Content-Type: text/html 
Content-Encoding: gzip

These server response headers announce that the content returned from the server is GZIP-encoded, but that when the content is expanded by the client application, it should be treated as a standard HTML file. Not only is this successful for static HTML files, but it can also be applied to pages that contain dynamic elements, such as those produced by Server-Side Includes (SSI), PHP, and other dynamic page generation methods. You can also use it to compress your Cascading Stylesheets (CSS) and plain text files. My httpd.conf file sets the following configuration for mod_gzip:

mod_gzip_item_exclude         file       .js$ 
mod_gzip_item_exclude         mime       ^text/css$

mod_gzip_item_include         file       .html$
mod_gzip_item_include         file       .shtml$
mod_gzip_item_include         file       .php$
mod_gzip_item_include         mime       ^text/html$

mod_gzip_item_include         file       .txt$
mod_gzip_item_include         mime       ^text/plain$

mod_gzip_item_include         file       .css$
mod_gzip_item_include         mime       ^text/css$

I've had limited success compressing other file formats, mainly because Microsoft's Internet Explorer appears to examine the "Content-Type" header message before it examines the "Content-Encoding" header message. So, say you configure your server to GZIP-encode PDF files using the following mod_gzip directives:

mod_gzip_item_include         file       .pdf$ 
mod_gzip_item_include         mime       ^application/pdf$

This will work perfectly in both Mozilla and Opera, as these applications decode the GZIP-encoded content before they pass it along to the PDF reader (most people use Adobe Acrobat Reader).

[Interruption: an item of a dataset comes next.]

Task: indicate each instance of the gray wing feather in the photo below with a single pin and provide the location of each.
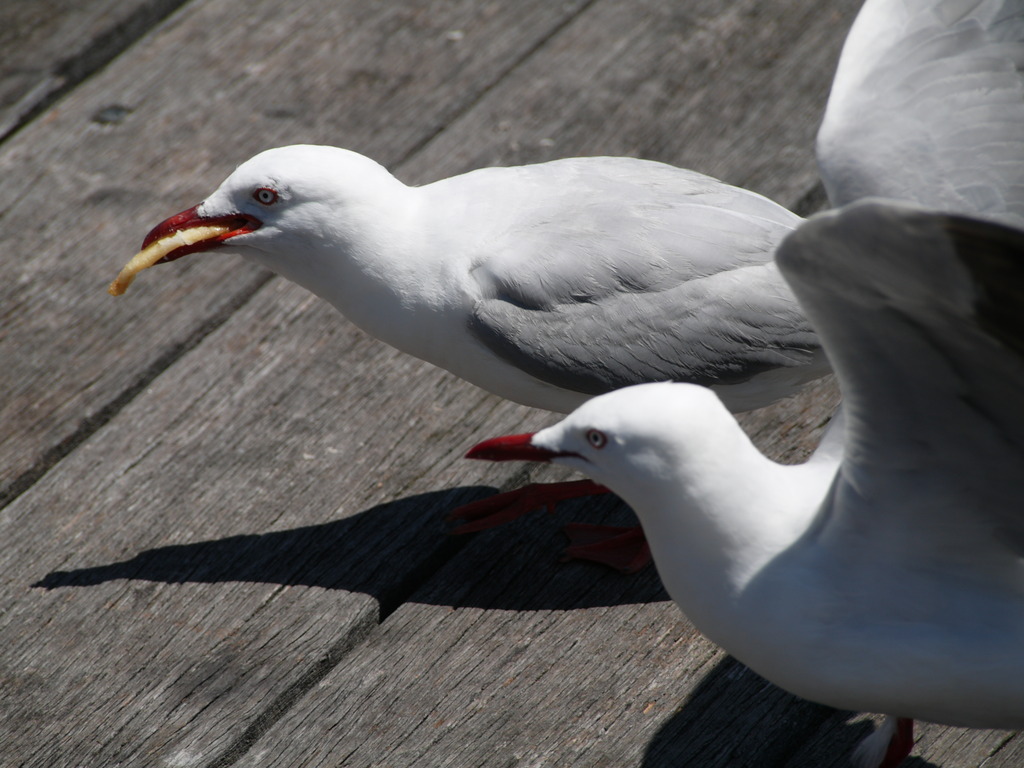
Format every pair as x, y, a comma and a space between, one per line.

However, Internet Explorer simply passes the GZIP-encoded content directly to the PDF reader. Once this issue is rectified in the MSIE code, you are likely to see a lot more Web servers serving a broader range of GZIP-encoded content.

Bandwidth Savings

As you can see, GZIP-encoded documents can produce substantial savings in bandwidth usage: 
Uncompressed File Size:  3122 bytes
Compressed File Size:  1578 bytes  
Uncompressed File Size:  56279 bytes  
Compressed File Size:  16286 bytes

As a server administrator, you may be concerned that mod_gzip will place a heavy burden on your systems as they compress files on the fly. I'd like to point out that this does not seem to concern the administrators of Slashdot, one of the busiest Web servers on the Internet, who use mod_gzip in their very high-traffic environment.

The mod_gzip project page is located at SourceForge. Try it out for yourself.